I want use mean_squared_error instead of F.bernoulli_nll as Reconstruct Loss function in my VAE using chainer5.0.0.
I am a Chainer5.0.0 user. I have implemented VAE(Variational Autoencoder). I used below Japanese articles for reference.
class VAE(chainer.Chain):
def __init__(self, n_in, n_latent, n_h, act_func=F.tanh):
super(VAE, self).__init__()
self.act_func = act_func
with self.init_scope():
# encoder
self.le1 = L.Linear(n_in, n_h)
self.le2 = L.Linear(n_h, n_h)
self.le3_mu = L.Linear(n_h, n_latent)
self.le3_ln_var = L.Linear(n_h, n_latent)
# decoder
self.ld1 = L.Linear(n_latent, n_h)
self.ld2 = L.Linear(n_h, n_h)
self.ld3 = L.Linear(n_h, n_in)
def __call__(self, x, sigmoid=True):
return self.decode(self.encode(x)[0], sigmoid)
def encode(self, x):
h1 = self.act_func(self.le1(x))
h2 = self.act_func(self.le2(h1))
mu = self.le3_mu(h2)
ln_var = self.le3_ln_var(h2)
return mu, ln_var
def decode(self, z, sigmoid=True):
h1 = self.act_func(self.ld1(z))
h2 = self.act_func(self.ld2(h1))
h3 = self.ld3(h2)
if sigmoid:
return F.sigmoid(h3)
else:
return h3
def get_loss_func(self, C=1.0, k=1):
def lf(x):
mu, ln_var = self.encode(x)
batchsize = len(mu.data)
# reconstruction error
rec_loss = 0
for l in six.moves.range(k):
z = F.gaussian(mu, ln_var)
z.name = "z"
rec_loss += F.bernoulli_nll(x, self.decode(z, sigmoid=False)) / (k * batchsize)
self.rec_loss = rec_loss
self.rec_loss.name = "reconstruction error"

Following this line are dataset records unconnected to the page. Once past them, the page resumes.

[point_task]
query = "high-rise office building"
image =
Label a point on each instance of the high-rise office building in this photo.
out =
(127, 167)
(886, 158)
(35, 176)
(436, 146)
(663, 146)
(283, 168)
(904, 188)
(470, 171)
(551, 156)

self.latent_loss = C * gaussian_kl_divergence(mu, ln_var) / batchsize
self..name = "latent loss"
self.loss = self.rec_loss + self.latent_loss
self.loss.name = "loss"
return self.loss
return lf
I used this code and my VAE has been trained by MNIST and Fashion-MNIST datasets. I have checked my VAE outputs similar images to input images after training.
The rec_loss is Reconstruct Loss, which means how far decoded images from input image. I think we can use mean_squared_error instead of F.bernoulli_nll.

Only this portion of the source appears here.